Volume One—Chapter Ten.
The Sea Nymph.
On the third day after the slaver had cast anchor in the Bay of Montego, a large square-rigged vessel made her appearance in the offing; and, heading shoreward, with all sail set, stood boldly in for the harbour. The Union Jack of England, spread to the breeze, floated freely above her taffrail; and various boxes, bales, trunks, and portmanteaus, that could be seen on her deck—brought up for debarkation—as well as the frank, manly countenances of the sailors who composed her crew, proclaimed the ship to be an honest trader. The lettering upon her stern told that she was the “Sea Nymph, of Liverpool.”
Though freighted with a cargo of merchandise, and in reality a merchantman, the presence on board of several individuals in the costume of landsmen, denoted that the Sea Nymph also accommodated passengers.
The majority of these were West India planters, with their families, returning from a visit to the mother country—their sons, perhaps, after graduating at an English university, and their daughters on having received their final polish at some fashionable metropolitan seminary.
Here and there an “attorney”—a constituent element of West Indian society, though not necessarily, as the title suggests, a real limb of the law. Of the latter there might have been one or two, with a like number of unpractised disciples of Aesculapius; both lawyer and doctor bent on seeking fortune—and with fair prospects of finding it in a land notorious for crime as unwholesome in clime. These, with a sprinkling of nondescripts, made up the list of the Sea Nymph’s cabin-passengers.
Among these nondescripts was one of peculiarities sufficiently distinctive to attract attention. A single glance at this personage satisfied you that you looked upon a London Cockney, at the same time a West-End exquisite of the very purest water. He was a young man who had just passed the twenty-first anniversary of his birth; although the indulgence of youthful dissipation had already brushed the freshness from his features, giving them the stamp of greater age. In complexion he was fair—pre-eminently so—with hair of a light yellowish hue, that presented the appearance of having been artificially curled, and slightly darkened by the application of some perfumed oil. The whiskers and moustache were nearly of the same colour; both evidently cultivated with an elaborate assiduity, that proclaimed excessive conceit in them on the part of their owner.

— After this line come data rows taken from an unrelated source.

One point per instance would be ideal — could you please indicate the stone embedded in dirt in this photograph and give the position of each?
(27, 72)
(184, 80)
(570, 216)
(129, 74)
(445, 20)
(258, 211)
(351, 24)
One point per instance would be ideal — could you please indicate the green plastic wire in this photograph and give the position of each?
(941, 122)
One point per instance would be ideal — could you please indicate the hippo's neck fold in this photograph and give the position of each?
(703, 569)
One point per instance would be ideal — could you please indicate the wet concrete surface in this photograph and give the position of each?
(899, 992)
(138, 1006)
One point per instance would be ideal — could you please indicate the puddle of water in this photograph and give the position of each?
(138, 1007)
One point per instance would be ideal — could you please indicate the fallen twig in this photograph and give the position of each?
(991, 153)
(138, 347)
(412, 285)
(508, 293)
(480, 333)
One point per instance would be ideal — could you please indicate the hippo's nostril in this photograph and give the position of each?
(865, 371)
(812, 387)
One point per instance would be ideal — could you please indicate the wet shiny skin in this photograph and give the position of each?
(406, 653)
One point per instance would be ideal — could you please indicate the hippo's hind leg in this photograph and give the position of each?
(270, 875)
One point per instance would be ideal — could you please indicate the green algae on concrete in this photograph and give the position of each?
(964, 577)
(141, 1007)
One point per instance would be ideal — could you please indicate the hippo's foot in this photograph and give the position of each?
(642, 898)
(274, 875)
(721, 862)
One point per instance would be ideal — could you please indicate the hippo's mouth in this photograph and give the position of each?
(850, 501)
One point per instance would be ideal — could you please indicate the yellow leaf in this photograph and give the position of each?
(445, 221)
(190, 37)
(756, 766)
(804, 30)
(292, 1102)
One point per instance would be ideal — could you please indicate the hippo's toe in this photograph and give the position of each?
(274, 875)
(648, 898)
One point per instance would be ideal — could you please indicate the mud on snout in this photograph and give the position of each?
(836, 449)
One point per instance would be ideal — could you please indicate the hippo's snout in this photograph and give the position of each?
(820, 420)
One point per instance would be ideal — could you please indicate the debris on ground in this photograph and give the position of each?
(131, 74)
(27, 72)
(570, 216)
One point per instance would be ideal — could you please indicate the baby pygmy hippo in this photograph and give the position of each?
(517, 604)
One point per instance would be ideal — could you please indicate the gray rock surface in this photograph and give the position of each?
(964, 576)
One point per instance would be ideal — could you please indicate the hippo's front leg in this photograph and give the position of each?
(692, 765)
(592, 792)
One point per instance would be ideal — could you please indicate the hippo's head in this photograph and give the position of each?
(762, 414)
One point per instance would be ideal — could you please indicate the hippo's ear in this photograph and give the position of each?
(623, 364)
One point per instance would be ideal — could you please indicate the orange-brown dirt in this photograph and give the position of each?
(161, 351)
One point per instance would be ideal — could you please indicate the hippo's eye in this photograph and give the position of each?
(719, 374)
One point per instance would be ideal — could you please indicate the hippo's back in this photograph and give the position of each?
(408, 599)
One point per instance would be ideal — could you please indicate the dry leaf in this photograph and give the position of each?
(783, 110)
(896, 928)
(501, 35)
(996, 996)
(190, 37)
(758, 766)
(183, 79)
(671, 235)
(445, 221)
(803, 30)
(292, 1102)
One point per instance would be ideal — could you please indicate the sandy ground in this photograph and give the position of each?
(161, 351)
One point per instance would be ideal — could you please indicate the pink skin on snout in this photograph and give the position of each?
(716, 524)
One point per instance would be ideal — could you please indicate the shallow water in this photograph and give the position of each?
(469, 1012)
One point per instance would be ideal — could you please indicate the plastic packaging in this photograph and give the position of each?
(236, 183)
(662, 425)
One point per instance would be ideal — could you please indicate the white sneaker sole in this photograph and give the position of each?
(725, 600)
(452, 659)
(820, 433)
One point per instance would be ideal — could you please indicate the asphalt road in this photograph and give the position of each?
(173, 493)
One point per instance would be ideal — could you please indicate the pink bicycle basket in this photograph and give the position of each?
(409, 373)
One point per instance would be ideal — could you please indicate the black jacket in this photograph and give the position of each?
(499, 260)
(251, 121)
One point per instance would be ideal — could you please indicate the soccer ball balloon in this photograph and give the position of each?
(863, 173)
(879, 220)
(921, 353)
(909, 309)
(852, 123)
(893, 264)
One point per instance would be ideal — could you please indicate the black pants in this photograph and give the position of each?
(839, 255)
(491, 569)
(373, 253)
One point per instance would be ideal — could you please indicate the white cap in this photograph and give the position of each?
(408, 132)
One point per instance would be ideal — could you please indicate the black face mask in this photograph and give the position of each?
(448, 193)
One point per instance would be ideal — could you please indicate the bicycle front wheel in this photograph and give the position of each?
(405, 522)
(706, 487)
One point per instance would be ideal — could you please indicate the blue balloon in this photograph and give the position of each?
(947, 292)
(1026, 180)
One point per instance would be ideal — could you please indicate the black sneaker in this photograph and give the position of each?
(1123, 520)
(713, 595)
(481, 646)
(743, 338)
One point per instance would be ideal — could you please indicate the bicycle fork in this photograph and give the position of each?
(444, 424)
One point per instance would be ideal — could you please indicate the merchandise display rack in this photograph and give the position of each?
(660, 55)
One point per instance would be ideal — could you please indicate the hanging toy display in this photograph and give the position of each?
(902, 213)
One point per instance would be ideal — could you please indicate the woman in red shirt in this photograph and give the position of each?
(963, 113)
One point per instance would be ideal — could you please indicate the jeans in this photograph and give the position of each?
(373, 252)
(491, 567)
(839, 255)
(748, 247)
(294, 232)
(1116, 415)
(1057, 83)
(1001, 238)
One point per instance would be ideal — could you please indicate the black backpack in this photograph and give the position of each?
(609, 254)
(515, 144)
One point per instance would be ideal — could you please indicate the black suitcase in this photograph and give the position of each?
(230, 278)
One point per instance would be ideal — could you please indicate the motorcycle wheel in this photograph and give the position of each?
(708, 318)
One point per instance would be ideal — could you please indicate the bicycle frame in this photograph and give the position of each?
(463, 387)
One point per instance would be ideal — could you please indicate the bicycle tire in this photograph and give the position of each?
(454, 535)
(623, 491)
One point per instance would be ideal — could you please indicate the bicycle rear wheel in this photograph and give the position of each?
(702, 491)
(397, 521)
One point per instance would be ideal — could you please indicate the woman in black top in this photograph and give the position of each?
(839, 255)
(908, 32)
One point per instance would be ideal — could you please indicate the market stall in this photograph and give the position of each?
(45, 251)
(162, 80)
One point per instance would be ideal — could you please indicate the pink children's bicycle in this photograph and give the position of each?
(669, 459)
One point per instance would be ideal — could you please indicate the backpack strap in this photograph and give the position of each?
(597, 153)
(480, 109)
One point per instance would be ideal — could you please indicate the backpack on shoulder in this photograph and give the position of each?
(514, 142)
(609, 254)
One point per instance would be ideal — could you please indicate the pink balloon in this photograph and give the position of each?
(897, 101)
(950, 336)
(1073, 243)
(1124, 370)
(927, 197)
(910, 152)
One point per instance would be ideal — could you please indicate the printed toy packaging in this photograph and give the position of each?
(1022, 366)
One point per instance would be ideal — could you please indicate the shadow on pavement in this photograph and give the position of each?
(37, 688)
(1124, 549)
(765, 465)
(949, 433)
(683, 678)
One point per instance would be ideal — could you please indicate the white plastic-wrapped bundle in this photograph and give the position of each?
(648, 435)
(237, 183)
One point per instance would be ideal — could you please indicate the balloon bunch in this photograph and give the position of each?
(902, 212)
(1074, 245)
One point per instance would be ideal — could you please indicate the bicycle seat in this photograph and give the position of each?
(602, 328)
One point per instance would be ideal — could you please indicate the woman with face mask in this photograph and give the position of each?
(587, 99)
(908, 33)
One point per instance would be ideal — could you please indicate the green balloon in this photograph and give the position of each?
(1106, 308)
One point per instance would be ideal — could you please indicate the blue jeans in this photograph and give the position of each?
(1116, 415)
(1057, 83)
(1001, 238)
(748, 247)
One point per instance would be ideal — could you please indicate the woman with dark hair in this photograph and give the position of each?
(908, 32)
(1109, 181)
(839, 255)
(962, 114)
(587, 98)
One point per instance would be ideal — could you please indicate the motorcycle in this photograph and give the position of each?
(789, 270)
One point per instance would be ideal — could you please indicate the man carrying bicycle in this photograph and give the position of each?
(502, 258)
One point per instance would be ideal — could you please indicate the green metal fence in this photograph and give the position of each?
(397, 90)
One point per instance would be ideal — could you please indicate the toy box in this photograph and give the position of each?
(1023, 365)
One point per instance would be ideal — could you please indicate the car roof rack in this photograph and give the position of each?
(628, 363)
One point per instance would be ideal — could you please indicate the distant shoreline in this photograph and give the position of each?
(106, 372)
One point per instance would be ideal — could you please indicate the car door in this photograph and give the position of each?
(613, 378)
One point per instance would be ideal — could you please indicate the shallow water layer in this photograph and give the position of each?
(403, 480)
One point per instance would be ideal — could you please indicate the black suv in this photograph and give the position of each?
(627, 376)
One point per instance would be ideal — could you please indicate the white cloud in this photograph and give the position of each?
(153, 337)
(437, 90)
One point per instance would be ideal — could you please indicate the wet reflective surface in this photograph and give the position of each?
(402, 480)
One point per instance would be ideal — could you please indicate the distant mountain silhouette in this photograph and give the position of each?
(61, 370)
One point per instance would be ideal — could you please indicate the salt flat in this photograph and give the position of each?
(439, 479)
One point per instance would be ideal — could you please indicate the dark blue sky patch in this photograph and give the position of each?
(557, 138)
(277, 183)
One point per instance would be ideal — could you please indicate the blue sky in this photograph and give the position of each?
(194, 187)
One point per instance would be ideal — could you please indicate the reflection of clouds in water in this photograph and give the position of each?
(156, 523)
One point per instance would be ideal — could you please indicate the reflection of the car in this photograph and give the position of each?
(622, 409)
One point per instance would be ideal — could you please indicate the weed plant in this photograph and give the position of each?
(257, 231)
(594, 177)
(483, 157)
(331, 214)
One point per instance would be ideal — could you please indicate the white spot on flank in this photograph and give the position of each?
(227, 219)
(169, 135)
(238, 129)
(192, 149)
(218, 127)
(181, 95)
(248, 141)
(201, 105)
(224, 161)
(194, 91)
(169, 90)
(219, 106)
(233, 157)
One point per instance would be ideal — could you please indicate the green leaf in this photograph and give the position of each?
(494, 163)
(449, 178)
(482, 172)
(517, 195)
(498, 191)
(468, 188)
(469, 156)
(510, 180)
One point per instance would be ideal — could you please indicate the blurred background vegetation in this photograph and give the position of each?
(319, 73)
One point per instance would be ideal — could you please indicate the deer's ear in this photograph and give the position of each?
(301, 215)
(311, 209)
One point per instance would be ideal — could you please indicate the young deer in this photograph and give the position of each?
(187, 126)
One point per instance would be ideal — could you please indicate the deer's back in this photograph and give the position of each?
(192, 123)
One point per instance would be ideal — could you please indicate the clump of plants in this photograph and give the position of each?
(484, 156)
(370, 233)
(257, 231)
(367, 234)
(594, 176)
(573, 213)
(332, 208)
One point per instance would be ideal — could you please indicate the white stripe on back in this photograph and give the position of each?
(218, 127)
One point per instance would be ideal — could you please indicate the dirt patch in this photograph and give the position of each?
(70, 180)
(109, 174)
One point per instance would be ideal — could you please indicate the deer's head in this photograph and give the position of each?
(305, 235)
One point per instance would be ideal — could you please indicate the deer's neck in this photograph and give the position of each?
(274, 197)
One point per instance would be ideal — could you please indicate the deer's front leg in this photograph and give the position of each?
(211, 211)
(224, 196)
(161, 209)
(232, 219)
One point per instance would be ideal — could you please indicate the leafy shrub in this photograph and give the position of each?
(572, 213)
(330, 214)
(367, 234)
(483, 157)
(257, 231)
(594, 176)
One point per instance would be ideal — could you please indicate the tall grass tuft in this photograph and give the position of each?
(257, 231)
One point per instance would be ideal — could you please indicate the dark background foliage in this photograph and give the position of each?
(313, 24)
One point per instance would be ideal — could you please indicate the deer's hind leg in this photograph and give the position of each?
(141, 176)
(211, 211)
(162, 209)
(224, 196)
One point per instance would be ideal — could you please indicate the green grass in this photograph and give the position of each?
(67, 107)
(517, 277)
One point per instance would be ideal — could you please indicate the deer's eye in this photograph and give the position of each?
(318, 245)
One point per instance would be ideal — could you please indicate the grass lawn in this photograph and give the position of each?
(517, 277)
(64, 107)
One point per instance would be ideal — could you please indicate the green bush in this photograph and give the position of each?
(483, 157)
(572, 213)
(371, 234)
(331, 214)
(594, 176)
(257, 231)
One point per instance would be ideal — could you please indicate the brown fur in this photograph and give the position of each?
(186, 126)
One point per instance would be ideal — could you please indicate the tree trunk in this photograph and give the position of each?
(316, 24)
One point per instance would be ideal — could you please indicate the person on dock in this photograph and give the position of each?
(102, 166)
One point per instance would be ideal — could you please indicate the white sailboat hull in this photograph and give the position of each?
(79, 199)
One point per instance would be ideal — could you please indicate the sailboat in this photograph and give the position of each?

The eyebrows were also of the lightest shade; but the hue of the eyes was not so easily told: since one of them was kept habitually closed; while a glancing lens, in a frame of tortoise-shell, hindered a fair view of the other. Through the glass, however, it appeared of a greenish grey, and decidedly “piggish.”
The features of this individual were regular enough, though without any striking character; and of a cast rather effeminate than vulgar. Their prevailing expression was that of a certain superciliousness, at times extending to an affectation of sardonism.
The dress of the young man was in correspondence with the foppery exhibited in the perfumed locks and eye-glass. It consisted of a surtout of broadcloth, of a very light drab, with a cape that scarce covered the shoulders; a white beaver hat; vest and pants of spotless huff kerseymere; kid gloves on his hands; and boots, blight as lacquer could make them, on his feet. These items of apparel, made in a style of fashion and worn with an air of savoir faire, loudly proclaimed the London fop of the time.